与力購入できるのは1枚だけなので、買い占めとかはできないんですけどもね。
奉行なるほどなあ。値付けするのは色々と意味が出てくるわけか。例えば「あいつ、絶対これ欲しがるから強気に値付けしとこう」とか、「これは渡したくないから高値にしておこう」とか、逆に「誰も欲しがりそうにないから、安くしておこう」とか……
与力そんな感じの駆け引きになりますかねえ。ただ、注意すべき点が1つ。誰も購入しなかったタイルは自分のものになる訳ですが、その際、値付けに使っていたコインはすべてストックに戻すことになります。
奉行ぬっ。となると、やたらと高額の値付けをするわけにもいかん、ということなのか?
与力そうです。ここは頭を捻るポイントですよねえ。
獲得したタイルは、ルールに従って自分の領地に置いていきます。ルールは、
- 既に置いてあるタイルと一辺以上接すること。
- 接する辺は同じ地形であること。
の2つです。もし置けなかったら、そのタイルは袋に戻します。
奉行これはあれだな、『カルカソンヌ』なんかと同じような、タイル配置ではよくあるルールだけに、分かりやすいな。
与力そうですね。ただ、一つだけポイントが。「道はつなげなくてもいい」ってことです。
奉行なぬ。道がつながっていないと、気持ち悪いではないか。あと、ウィスキー樽の得点が発生せぬぞ?
与力それはそれ、です。そこにこだわるか、置くことにこだわるか。その選択も重要になってくるんでしょう。
―得点計算―
ラウンドの最後に、各プレイヤーが保有している領地の現状に応じて、得点が入ります。
得点ボード上には、4枚の得点タイルが並べてあり、各ラウンドごとに、どのタイルの条件に当てはまっていると、得点が貰えるかが示されています。
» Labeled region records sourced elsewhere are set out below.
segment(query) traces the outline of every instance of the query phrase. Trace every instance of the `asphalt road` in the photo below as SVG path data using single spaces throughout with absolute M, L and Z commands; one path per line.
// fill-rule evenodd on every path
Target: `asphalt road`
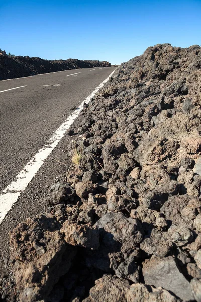
M 76 69 L 0 81 L 0 195 L 72 115 L 72 107 L 78 106 L 115 69 Z M 76 118 L 74 129 L 82 118 Z M 66 133 L 0 223 L 0 280 L 12 276 L 8 262 L 9 231 L 29 217 L 51 210 L 44 196 L 53 184 L 63 180 L 66 166 L 59 161 L 68 165 L 71 161 L 71 139 Z
M 0 193 L 72 113 L 70 109 L 114 69 L 76 69 L 0 81 Z M 7 90 L 16 87 L 20 88 Z

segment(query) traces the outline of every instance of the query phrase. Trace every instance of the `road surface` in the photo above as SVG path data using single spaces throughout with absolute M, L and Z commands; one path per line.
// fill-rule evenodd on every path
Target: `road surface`
M 0 81 L 0 196 L 72 115 L 71 108 L 79 107 L 114 70 L 75 69 Z M 74 122 L 78 126 L 80 120 L 79 116 Z M 0 277 L 8 268 L 9 230 L 26 218 L 44 212 L 43 190 L 63 174 L 65 166 L 53 159 L 67 156 L 65 149 L 70 138 L 65 135 L 2 220 L 0 208 Z

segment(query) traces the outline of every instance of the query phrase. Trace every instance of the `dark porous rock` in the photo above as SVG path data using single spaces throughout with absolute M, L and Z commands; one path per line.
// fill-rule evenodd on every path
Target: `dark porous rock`
M 69 130 L 68 131 L 68 135 L 69 135 L 70 136 L 72 136 L 72 135 L 74 135 L 74 134 L 75 134 L 75 132 L 74 132 L 73 129 L 70 129 L 70 130 Z
M 67 245 L 51 216 L 29 218 L 10 233 L 11 260 L 22 302 L 45 298 L 69 270 L 76 249 Z
M 145 261 L 142 273 L 145 284 L 162 287 L 184 301 L 194 300 L 190 283 L 180 272 L 172 256 L 152 257 Z
M 170 292 L 161 287 L 155 288 L 152 286 L 137 283 L 132 284 L 126 295 L 127 302 L 179 302 Z
M 104 230 L 103 241 L 106 246 L 113 244 L 113 238 L 121 244 L 122 251 L 134 248 L 143 238 L 143 230 L 138 220 L 126 218 L 122 213 L 106 214 L 95 226 Z
M 1 53 L 0 69 L 5 56 Z M 72 60 L 71 68 L 80 63 Z M 70 163 L 63 172 L 67 183 L 54 185 L 46 198 L 58 228 L 51 235 L 61 245 L 52 253 L 58 265 L 63 266 L 59 249 L 77 250 L 57 284 L 62 294 L 65 288 L 63 297 L 56 287 L 52 297 L 74 302 L 87 296 L 91 302 L 200 301 L 200 47 L 157 44 L 117 67 L 84 105 L 74 133 L 73 145 L 82 154 L 79 165 Z M 50 234 L 40 234 L 38 241 L 31 234 L 22 238 L 20 244 L 28 250 L 23 261 L 33 251 L 41 259 L 51 243 L 56 249 Z M 50 290 L 43 283 L 52 272 L 48 265 L 40 270 L 36 292 Z M 18 271 L 17 290 L 25 278 Z M 58 280 L 57 267 L 55 272 Z M 25 290 L 31 296 L 29 282 Z M 50 288 L 54 281 L 47 284 Z
M 135 256 L 131 255 L 123 262 L 120 263 L 115 271 L 119 278 L 124 278 L 137 283 L 140 280 L 141 267 L 135 262 Z
M 66 220 L 61 229 L 61 232 L 65 234 L 65 241 L 71 245 L 92 250 L 97 250 L 99 247 L 98 231 L 86 225 L 82 225 Z
M 169 255 L 172 244 L 169 239 L 167 232 L 153 229 L 148 235 L 145 236 L 140 244 L 140 248 L 148 255 L 154 255 L 160 257 Z
M 128 281 L 105 275 L 95 281 L 95 286 L 90 290 L 89 296 L 83 302 L 125 302 L 129 288 Z
M 74 199 L 75 190 L 67 184 L 58 182 L 50 188 L 49 195 L 50 202 L 54 204 L 62 202 L 72 202 Z
M 76 194 L 80 198 L 86 198 L 90 193 L 93 193 L 96 186 L 91 181 L 81 181 L 75 185 Z
M 84 172 L 82 177 L 82 181 L 91 181 L 93 183 L 96 182 L 97 179 L 97 175 L 95 171 L 90 170 Z
M 194 299 L 197 302 L 201 301 L 201 279 L 194 278 L 190 282 Z

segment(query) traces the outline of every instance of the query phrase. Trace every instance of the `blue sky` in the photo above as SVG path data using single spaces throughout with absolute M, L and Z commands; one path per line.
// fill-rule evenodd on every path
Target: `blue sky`
M 0 48 L 120 64 L 149 46 L 201 44 L 201 0 L 0 0 Z

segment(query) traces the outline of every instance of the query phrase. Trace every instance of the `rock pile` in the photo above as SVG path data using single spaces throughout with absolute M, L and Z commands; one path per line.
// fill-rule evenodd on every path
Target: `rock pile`
M 106 61 L 75 59 L 48 60 L 29 56 L 11 57 L 0 50 L 0 80 L 80 68 L 111 66 L 110 63 Z
M 11 234 L 21 301 L 201 301 L 200 106 L 198 46 L 117 70 L 74 129 L 81 160 L 51 214 Z

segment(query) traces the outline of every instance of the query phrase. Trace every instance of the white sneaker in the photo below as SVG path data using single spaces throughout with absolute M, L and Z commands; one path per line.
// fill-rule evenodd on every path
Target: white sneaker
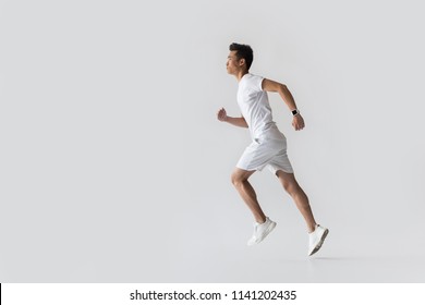
M 328 229 L 321 227 L 320 224 L 316 224 L 315 230 L 312 233 L 308 233 L 308 239 L 309 239 L 308 255 L 313 255 L 320 249 L 328 233 L 329 233 Z
M 248 246 L 260 243 L 275 229 L 276 222 L 266 217 L 264 223 L 254 222 L 254 234 L 247 242 Z

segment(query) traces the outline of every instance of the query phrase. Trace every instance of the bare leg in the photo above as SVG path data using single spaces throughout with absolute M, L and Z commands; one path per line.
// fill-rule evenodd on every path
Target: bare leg
M 277 171 L 276 175 L 282 184 L 284 191 L 287 191 L 295 202 L 296 207 L 304 217 L 308 232 L 313 232 L 316 228 L 316 221 L 314 220 L 312 208 L 308 203 L 308 197 L 296 182 L 295 175 L 293 173 L 287 173 L 281 170 Z
M 247 181 L 248 178 L 254 173 L 255 171 L 245 171 L 239 168 L 235 168 L 232 173 L 232 183 L 234 187 L 238 190 L 239 194 L 241 195 L 242 199 L 245 202 L 250 210 L 252 211 L 255 221 L 258 223 L 263 223 L 266 221 L 266 216 L 264 215 L 262 207 L 259 206 L 257 202 L 257 195 L 255 194 L 255 191 L 253 186 Z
奉行つまり、どのラウンドにどういう状態になっていれば得点が貰えるのか、実はゲームの最初の準備の時に分かっていた、ということなのだな?
与力そうです。つまり、それを考慮しつつ領地を広げていくといい、ってことになる訳ですよ。
奉行うーむ。つまり、出来上がりの美しい、理想の王国をつくっているだけでは、王にはなれない訳だ。
与力好みや引いたタイルだけでなく、必要に応じてヒツジやらウシやらが闊歩する土地にしていかないとだめ、ってことですね。
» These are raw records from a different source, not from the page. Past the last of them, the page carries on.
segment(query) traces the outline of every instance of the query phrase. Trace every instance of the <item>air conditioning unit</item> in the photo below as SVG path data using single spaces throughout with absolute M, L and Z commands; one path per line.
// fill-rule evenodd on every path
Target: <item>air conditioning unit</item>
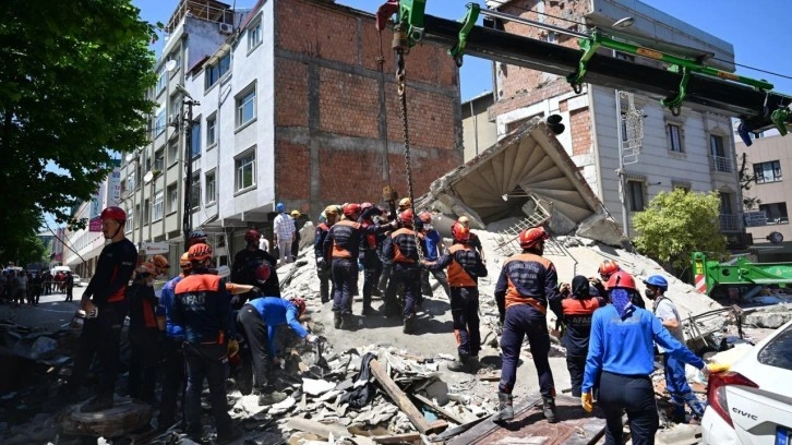
M 218 25 L 220 27 L 220 34 L 231 34 L 233 32 L 233 26 L 228 23 L 218 23 Z

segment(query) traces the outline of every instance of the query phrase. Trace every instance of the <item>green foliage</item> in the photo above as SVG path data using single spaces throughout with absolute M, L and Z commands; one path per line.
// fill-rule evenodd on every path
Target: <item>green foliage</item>
M 45 213 L 67 221 L 110 151 L 145 145 L 153 33 L 131 0 L 0 2 L 0 250 Z
M 717 192 L 692 193 L 681 189 L 661 192 L 646 211 L 633 218 L 640 233 L 633 242 L 640 253 L 684 268 L 694 251 L 725 254 L 727 240 L 720 232 L 719 214 Z

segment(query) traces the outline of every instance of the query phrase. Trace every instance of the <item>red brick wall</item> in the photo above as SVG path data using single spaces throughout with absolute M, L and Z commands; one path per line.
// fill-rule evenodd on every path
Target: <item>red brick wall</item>
M 276 199 L 309 203 L 314 213 L 328 203 L 377 202 L 387 175 L 373 17 L 320 0 L 278 0 L 274 8 Z M 404 196 L 392 37 L 382 34 L 386 137 L 391 184 Z M 416 196 L 463 164 L 459 74 L 445 51 L 418 45 L 406 57 Z

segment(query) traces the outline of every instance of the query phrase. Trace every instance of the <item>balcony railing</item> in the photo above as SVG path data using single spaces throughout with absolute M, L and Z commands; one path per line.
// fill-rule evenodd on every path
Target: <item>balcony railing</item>
M 724 173 L 731 173 L 734 169 L 732 168 L 732 160 L 722 156 L 712 156 L 712 164 L 710 168 L 713 171 L 721 171 Z

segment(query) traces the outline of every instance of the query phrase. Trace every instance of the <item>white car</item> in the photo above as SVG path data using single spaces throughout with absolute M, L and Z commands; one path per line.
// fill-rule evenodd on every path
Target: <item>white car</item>
M 711 374 L 701 436 L 711 445 L 792 444 L 792 322 Z

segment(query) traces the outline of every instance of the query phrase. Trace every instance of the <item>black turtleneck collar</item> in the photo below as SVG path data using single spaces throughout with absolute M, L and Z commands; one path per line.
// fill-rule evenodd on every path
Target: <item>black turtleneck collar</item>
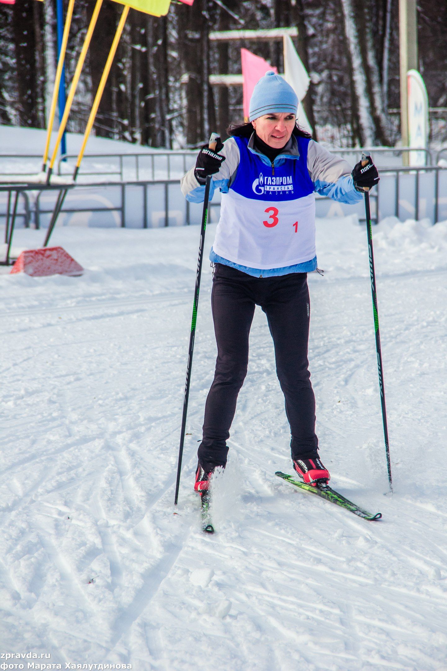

奉行ははあ。ラウンドごとに得点の条件が変わることも、よく考えていかんと、だなあ。
巻き物とチクワは間違えない
この手順を6ラウンド繰り返します。6ラウンドが終了したら、最後に自分の領地の中に置いてある巻き物タイルの条件が満たされていれば、ボーナス点を獲得できます。また、使わなかったコイン5金ごとに、同様にボーナス点を獲得します。
奉行巻き物タイル?
与力例えばですね……
与力領地の中に「船が2隻あったら1点」とか「灯台が1つあったら1点」とか、そんな感じの指示が描かれているのが巻き物です。
奉行ふむふむ。
与力で、その巻き物が「完成したエリア」の中にあった場合、ボーナス点は2倍になります。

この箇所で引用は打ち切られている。